Armed with all the information you need its time to fire up Putty, you want to connect using “Serial” making sure you have the correct COM port used, you will also need to choose the serial option in the category list down the left, this will let you setup additional options of the bits per second (9600), data bits (8), parity (None), stop bits (1) and flow control (None).
With these options selected you should now be able to open a connection to your switch, you should be presented with a username prompt if all is good and well, the default login is admin and password, this will let you connect and then prompt you to change the password for both the admin and user accounts, once you have done this you will be required to log back in again.
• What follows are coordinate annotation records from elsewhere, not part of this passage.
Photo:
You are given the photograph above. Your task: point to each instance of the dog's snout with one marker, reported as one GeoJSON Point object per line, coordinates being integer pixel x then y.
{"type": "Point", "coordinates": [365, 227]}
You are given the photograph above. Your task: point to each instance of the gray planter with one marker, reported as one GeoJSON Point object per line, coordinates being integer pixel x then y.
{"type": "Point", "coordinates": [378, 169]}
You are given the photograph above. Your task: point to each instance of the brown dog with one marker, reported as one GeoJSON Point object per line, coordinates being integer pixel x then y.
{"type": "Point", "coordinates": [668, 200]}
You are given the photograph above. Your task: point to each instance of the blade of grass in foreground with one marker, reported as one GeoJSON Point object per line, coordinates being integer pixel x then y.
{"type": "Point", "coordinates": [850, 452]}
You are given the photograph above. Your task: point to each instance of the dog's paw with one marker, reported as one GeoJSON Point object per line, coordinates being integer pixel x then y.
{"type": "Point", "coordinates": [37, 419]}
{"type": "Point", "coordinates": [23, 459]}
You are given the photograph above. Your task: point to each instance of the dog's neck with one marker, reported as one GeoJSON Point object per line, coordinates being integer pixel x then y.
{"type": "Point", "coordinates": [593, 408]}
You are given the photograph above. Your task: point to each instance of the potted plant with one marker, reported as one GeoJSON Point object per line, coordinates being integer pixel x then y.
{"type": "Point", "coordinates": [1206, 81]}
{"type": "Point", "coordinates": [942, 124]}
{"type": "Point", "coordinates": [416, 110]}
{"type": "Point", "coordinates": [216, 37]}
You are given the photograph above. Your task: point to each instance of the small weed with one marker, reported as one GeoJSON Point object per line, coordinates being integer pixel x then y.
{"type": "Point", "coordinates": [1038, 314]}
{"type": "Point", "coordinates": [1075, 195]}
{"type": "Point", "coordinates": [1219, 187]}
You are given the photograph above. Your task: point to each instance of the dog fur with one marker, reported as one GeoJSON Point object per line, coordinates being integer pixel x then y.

Once you are back up and running its time to change the IP address of your switch so we can get web GUI access, to do this run the command “ipaddrset” and answer the prompts, another good admin thing to do is to set the correct time, use the command tsTimeZone to do this again answering the relevant questions.
Now you have your IP address and time set you should be able to access the web GUI interface, be warned though this uses java and you need to
make sure you have the correct version installed and running, if you input your IP into a web browser it should close and pop up a username and password prompt, input this and you will be presented with web tools were you can edit your switch and create zones for connection. From here its really just a case of what it is you want to do with your switch, i have personally setup two for redundancy and used a connection to each, these switches run a 8GB and the latest firmware available at this time is v7.4.2c.